Jews praying at the Wailing Wall in Jerusalem, April 1936 Photo by Photo by -/INTRAN/AFP via Getty Images
A video of the Talmudist and philosopher Joseph Ber Soloveitchik, speaking about the anxiety that Jews feel about the State of Israel, has recently been uploaded to YouTube.
The sermon, which he gives in Yiddish, is accompanied by English subtitles. Although Soloveitchik spoke English well, he preferred giving his sermons in Yiddish, as Eastern European rabbis had done for centuries.
The Rov, as he was lovingly called by his students and admirers, gave the sermon on Yom Haatzmaut in 1958, on the tenth anniversary of Israel’s founding.
Beginning with the question, “what makes something holy?” he replies that it’s “korbn, sacrifice.”
“Kedushe un korbn iz eyn bagrif…kedushe ken nor geshafn vern durkh yesurim (holiness and sacrifice are one concept…holiness can only be created through suffering),” he says.
Soloveitchik provides examples of this kind of suffering in the Torah, as experienced by Moses, King David and King Solomon, and then explores how this relates to the emotional state of the Jews during the first ten years of Israel’s existence.
As we see in the video, Soloveitchik is a compelling speaker, and for those people who understand the Yiddish, his litvish (Lithuanian) dialect is a pleasure to listen to.

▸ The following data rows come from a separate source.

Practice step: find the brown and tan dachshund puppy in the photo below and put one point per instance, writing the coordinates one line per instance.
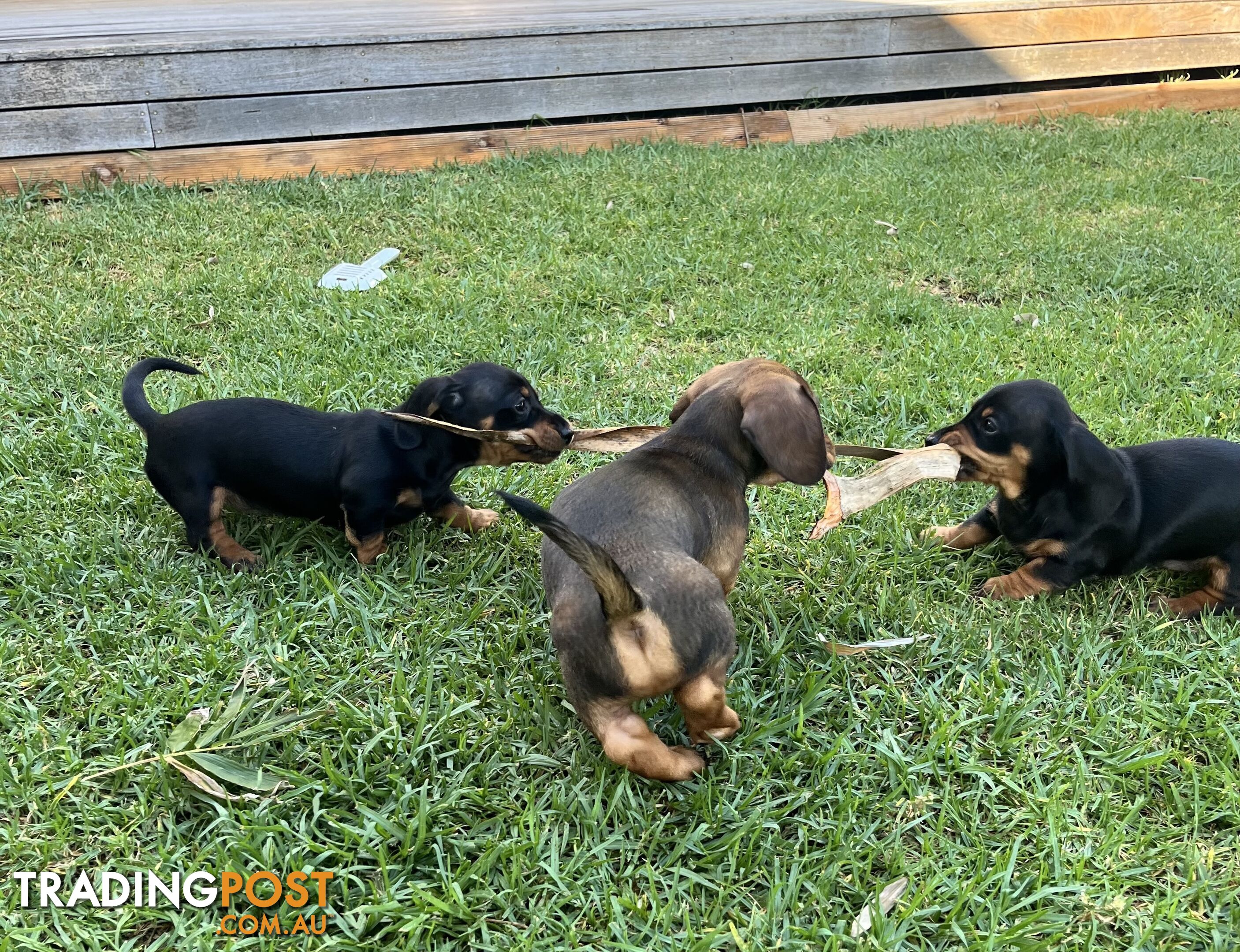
(640, 554)
(1078, 509)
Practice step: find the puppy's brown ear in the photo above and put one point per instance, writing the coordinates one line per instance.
(782, 420)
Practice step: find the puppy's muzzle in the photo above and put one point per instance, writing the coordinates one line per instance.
(951, 437)
(551, 437)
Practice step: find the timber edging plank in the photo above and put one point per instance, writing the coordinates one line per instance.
(202, 122)
(412, 153)
(40, 83)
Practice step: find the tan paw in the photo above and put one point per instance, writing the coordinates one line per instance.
(477, 520)
(686, 763)
(1020, 584)
(730, 725)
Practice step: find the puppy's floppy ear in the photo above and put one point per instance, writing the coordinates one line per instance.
(782, 420)
(1088, 459)
(432, 396)
(406, 435)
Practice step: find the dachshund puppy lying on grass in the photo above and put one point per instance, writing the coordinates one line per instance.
(1078, 509)
(361, 472)
(641, 553)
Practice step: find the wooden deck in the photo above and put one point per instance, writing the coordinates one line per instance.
(85, 76)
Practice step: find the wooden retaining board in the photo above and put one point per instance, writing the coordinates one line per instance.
(592, 60)
(411, 153)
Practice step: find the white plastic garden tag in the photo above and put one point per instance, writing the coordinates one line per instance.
(360, 277)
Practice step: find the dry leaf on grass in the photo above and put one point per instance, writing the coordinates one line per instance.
(838, 647)
(887, 900)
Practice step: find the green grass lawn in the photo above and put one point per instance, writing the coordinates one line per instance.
(1061, 774)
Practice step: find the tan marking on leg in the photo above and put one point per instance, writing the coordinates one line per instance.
(644, 649)
(1208, 597)
(1020, 584)
(966, 536)
(1043, 548)
(463, 517)
(227, 548)
(705, 703)
(629, 742)
(408, 498)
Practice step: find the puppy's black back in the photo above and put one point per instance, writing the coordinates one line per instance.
(1190, 494)
(275, 455)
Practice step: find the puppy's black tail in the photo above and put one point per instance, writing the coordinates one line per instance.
(619, 599)
(134, 397)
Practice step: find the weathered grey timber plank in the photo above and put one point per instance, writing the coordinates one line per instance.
(78, 129)
(308, 115)
(249, 72)
(52, 29)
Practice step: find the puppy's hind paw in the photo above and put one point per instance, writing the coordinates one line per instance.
(685, 763)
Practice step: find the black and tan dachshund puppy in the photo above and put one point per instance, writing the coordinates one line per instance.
(361, 472)
(1078, 509)
(640, 554)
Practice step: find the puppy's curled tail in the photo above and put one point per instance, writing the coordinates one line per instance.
(134, 397)
(620, 600)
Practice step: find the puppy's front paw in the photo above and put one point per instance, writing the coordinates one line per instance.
(1020, 584)
(477, 520)
(730, 723)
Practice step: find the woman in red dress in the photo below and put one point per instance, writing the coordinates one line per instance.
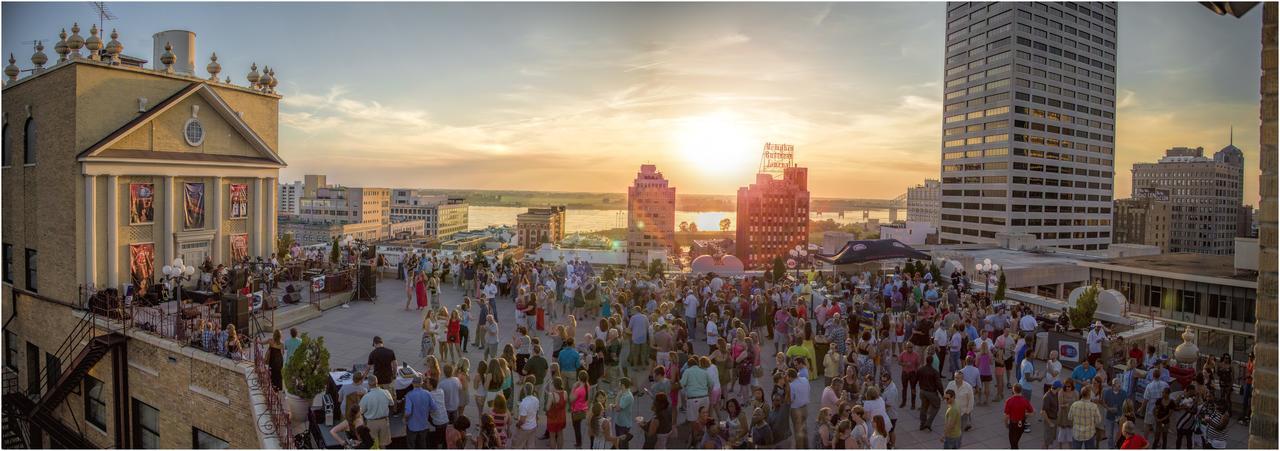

Rabbi Soloveitchik is considered one of the most influential leaders of Modern Orthodoxy in 20th century America. Born into an illustrious rabbinical family in 1903 in Pruzhan, Poland, he immigrated to the United States in 1932, later to become Chief Rabbi of the Orthodox community of Boston, where he established the Maimonides School, the first Jewish day school in New England and one of the first institutions in which girls studied Talmud.